【資産税通信】民事信託の税務1
資産の移転に伴って課税関係が変わってくる資産税—。
民事信託の税務は資産税専門の税理士の得意とするところです。
民事信託の資産の移転に係る税務を下記事例で解説いたします。
信託設定時の課税関係
- 資産の移転➡自宅不動産が信託登記によって、AさんからBさんに移転。
- 課税関係➡資産の名義はAさんからBさんに移転しますが、Aさんは信託契約でいわば自宅を預けているだけで、譲渡にも贈与にも当たらないので、所得税、贈与税の課税対象になないことになります。
信託終了時の課税関係
①Aさんの死亡により信託が終了し、契約により残余財産が長男Bさんに帰属した場合
- 資産の移転➡受託者BさんからBさん所有に移転。
- 課税関係➡長男Bさんの所有になったので、相続税の課税関係になります。
②Aさんの死亡前に信託が終了し、契約により残余財産がAさんに帰属した場合
- 資産の移転➡受託者BさんからAさん所有に移転。
- 課税関係➡Aさんの委託財産が契約終了によりAさんに戻っただけですから課税関係はありません。
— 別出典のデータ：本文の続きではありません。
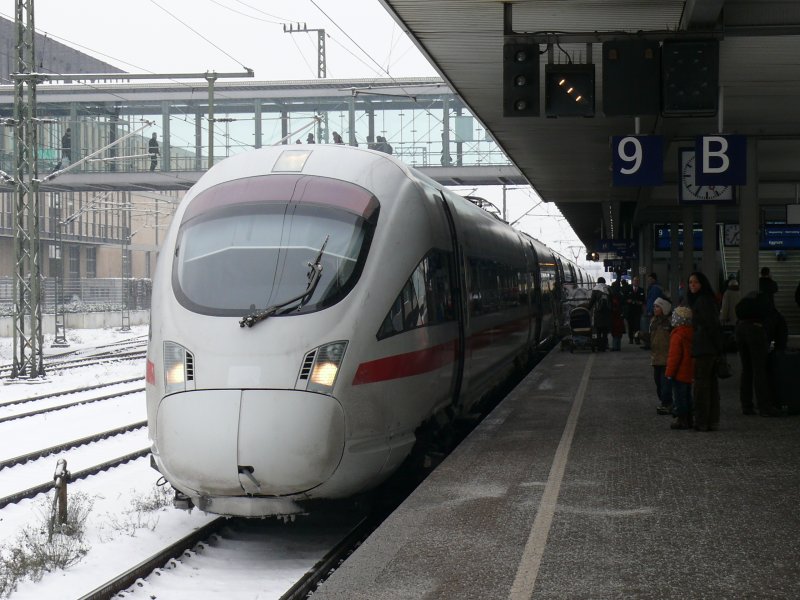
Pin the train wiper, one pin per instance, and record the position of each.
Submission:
(314, 275)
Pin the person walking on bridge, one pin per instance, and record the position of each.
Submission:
(153, 150)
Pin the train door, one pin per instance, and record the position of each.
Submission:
(535, 292)
(458, 288)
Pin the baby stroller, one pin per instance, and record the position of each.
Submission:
(580, 328)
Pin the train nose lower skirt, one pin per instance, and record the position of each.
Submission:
(258, 442)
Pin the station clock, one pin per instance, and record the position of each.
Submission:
(689, 191)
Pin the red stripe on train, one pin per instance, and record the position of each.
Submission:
(405, 365)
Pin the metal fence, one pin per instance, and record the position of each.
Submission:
(85, 294)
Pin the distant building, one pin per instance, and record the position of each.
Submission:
(51, 56)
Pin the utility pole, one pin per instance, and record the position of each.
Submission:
(320, 45)
(322, 132)
(27, 318)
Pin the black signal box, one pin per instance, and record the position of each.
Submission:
(569, 90)
(520, 80)
(631, 78)
(690, 78)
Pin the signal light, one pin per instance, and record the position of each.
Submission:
(520, 80)
(690, 77)
(569, 91)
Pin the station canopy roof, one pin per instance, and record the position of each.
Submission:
(754, 92)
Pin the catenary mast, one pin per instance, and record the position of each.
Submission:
(27, 318)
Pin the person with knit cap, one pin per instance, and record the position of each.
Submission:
(680, 367)
(659, 348)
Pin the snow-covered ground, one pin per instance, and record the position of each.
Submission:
(118, 534)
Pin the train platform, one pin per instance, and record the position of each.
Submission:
(573, 487)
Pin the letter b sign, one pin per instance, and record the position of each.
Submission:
(722, 160)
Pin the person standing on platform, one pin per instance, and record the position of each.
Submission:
(680, 367)
(660, 328)
(727, 315)
(634, 302)
(797, 295)
(617, 320)
(706, 351)
(66, 146)
(600, 306)
(653, 291)
(152, 149)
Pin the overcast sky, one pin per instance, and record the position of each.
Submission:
(228, 36)
(167, 36)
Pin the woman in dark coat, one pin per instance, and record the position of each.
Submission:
(706, 350)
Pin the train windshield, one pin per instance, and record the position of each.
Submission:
(241, 257)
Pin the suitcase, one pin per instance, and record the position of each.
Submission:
(784, 373)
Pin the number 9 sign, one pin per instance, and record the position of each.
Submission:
(638, 160)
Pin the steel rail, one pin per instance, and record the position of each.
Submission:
(37, 454)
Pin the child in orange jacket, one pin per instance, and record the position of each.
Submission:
(680, 367)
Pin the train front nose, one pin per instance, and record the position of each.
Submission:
(255, 442)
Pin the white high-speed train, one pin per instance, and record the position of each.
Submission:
(314, 307)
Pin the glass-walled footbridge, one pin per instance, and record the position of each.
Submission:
(197, 124)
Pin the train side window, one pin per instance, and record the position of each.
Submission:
(425, 298)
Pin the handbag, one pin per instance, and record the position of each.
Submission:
(723, 368)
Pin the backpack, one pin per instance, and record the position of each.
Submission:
(603, 303)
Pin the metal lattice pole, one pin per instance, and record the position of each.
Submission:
(27, 318)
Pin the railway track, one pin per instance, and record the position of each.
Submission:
(241, 558)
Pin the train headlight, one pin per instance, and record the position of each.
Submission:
(326, 367)
(177, 367)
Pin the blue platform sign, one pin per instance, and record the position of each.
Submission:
(638, 160)
(780, 237)
(721, 160)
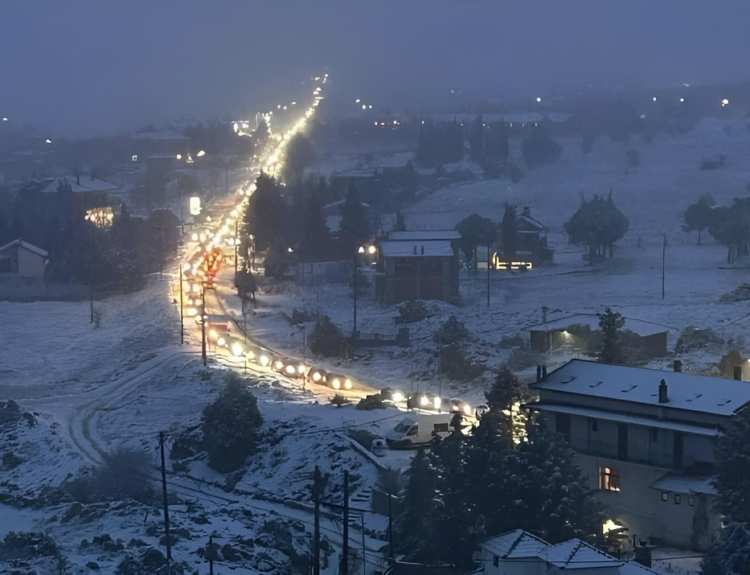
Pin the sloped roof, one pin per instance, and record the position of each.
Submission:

③Aさんの死亡前に信託が終了し、契約により残余財産がBさんに帰属した場合
- 資産の移転➡受託者BさんからBさん所有に移転。
- 課税関係➡Aさんの委託財産が契約終了によりBさんに移転。死亡が原因でもなく対価を支払ったわけでもなく資産がBさん所有になり、Bさんに贈与税が課せられます。
ワンポイントアドバイス
信託の税務は、契約書の作り方、すなわち資産の移転の原因によって課税が変わります。